Sixty-seven infants received BP-NCPAP and 69 NCPAP. Baseline characteristics were similar between groups. The trial was stopped early due to increased use of non-invasive ventilation from birth, falling short of our calculated sample size of 141 infants per group. The incidence of sustained extubation was not statistically different between the BP-NCPAP vs. NCPAP group (67% vs. 58%, P = 0.27). The incidence of adverse events and short-term neonatal outcomes were similar between the two groups (P > 0.05) except for retinopathy of prematurity which was noted to be higher (P = 0.02) in the BP-NCPAP group.

CONCLUSIONS

Biphasic NCPAP may be used to assist in weaning from mechanical ventilation. The effectiveness and safety of BP-NCPAP compared to NCPAP needs to be confirmed in a large multi-center trial as our study conclusions are limited by inadequate sample size. CLINICAL TRIALS REGISTRATION #: NCT00308789 SOURCE OF SUPPORT: Grant # 06-06, Physicians Services Incorporated Foundation, Toronto, Canada. Summit technologies Inc. provided additional NCPAP systems and an unrestricted educational grant.Abstract presented at The Society for Pediatric Research Meeting, Baltimore, USA, May 2nd-5th, 2009 and Canadian Paediatric Society Meeting, June 23rd-29th, Ottawa, 2009.

摘要

背景

机械通气会导致早产儿的肺损伤,因此目标是避免或尽量减少其使用。
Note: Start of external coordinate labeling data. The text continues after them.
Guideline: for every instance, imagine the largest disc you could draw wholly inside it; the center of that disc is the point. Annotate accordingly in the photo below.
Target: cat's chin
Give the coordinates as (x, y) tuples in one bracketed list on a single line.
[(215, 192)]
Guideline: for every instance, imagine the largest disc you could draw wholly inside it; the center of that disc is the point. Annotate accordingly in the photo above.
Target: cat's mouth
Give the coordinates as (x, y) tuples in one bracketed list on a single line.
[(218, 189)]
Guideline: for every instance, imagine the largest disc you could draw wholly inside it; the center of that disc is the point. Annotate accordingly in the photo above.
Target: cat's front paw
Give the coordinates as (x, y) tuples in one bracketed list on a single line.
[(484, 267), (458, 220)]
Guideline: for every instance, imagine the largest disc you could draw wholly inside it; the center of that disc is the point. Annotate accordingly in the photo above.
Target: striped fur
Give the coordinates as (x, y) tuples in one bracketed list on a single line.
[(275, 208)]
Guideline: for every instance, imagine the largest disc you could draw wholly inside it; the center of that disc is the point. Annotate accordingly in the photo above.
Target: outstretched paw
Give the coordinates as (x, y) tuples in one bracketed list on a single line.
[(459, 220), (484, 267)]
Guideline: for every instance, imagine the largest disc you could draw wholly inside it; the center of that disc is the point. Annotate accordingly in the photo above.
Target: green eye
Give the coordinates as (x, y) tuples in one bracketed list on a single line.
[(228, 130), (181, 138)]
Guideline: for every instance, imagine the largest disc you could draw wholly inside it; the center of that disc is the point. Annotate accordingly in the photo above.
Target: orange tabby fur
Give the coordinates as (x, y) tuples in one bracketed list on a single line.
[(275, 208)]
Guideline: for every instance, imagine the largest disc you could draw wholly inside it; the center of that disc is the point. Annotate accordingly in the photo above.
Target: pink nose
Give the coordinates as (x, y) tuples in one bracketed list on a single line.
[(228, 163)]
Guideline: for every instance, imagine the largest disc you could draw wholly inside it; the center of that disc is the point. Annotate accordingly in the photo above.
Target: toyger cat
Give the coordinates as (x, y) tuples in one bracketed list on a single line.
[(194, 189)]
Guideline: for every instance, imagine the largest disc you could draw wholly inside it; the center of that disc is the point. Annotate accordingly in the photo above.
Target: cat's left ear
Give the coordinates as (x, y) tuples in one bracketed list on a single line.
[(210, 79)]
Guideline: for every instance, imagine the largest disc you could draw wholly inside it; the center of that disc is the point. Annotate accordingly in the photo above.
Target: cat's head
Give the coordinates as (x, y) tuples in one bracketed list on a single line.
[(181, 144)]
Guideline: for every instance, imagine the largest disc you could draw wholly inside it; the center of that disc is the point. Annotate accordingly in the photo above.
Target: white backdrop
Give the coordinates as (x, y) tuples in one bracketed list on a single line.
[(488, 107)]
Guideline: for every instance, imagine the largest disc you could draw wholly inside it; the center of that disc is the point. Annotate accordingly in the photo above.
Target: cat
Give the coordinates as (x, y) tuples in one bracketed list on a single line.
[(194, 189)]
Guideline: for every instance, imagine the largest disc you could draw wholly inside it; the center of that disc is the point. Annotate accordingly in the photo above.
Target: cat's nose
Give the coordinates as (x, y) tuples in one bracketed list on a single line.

迄今为止,对于何为“最佳的无创通气模式”,尚无广泛共识,特别是在拔管后。本研究旨在比较双相鼻塞持续气道正压通气(BP-NCPAP)与 NCPAP 对 ≤1250 克早产儿拔管后持续通气的效果。

方法

我们对 ≤1250 克的早产儿进行了一项 BP-NCPAP 与 NCPAP 的随机对照试验,这些婴儿在出生后首次通过机械通气进行了机械通气。婴儿通过预设标准或主治新生儿科医生的判断进行拔管。主要结局是 7 天持续拔管的发生率。次要结局包括不良事件和短期新生儿结局的发生率。

结果

67 例婴儿接受了 BP-NCPAP,69 例婴儿接受了 NCPAP。两组的基线特征相似。由于从出生开始无创通气的使用增加,试验提前终止,未达到我们计算的每组 141 名婴儿的样本量。BP-NCPAP 组与 NCPAP 组的持续拔管发生率无统计学差异(67%与 58%,P=0.27)。两组的不良事件和短期新生儿结局发生率相似(P>0.05),但早产儿视网膜病变发生率更高(P=0.02)。

结论

双相 NCPAP 可用于辅助机械通气撤机。BP-NCPAP 与 NCPAP 相比的有效性和安全性需要在大型多中心试验中得到证实,因为我们的研究结论受到样本量不足的限制。临床试验注册号:NCT00308789 支持来源:加拿大安大略省多伦多的医生服务公司基金会拨款#06-06。Summit 技术公司提供了额外的 NCPAP 系统和无限制的教育赠款。摘要发表于 2009 年 5 月 2 日至 5 日在美国巴尔的摩举行的儿科学会研究会议和 2009 年 6 月 23 日至 29 日在渥太华举行的加拿大儿科学会会议。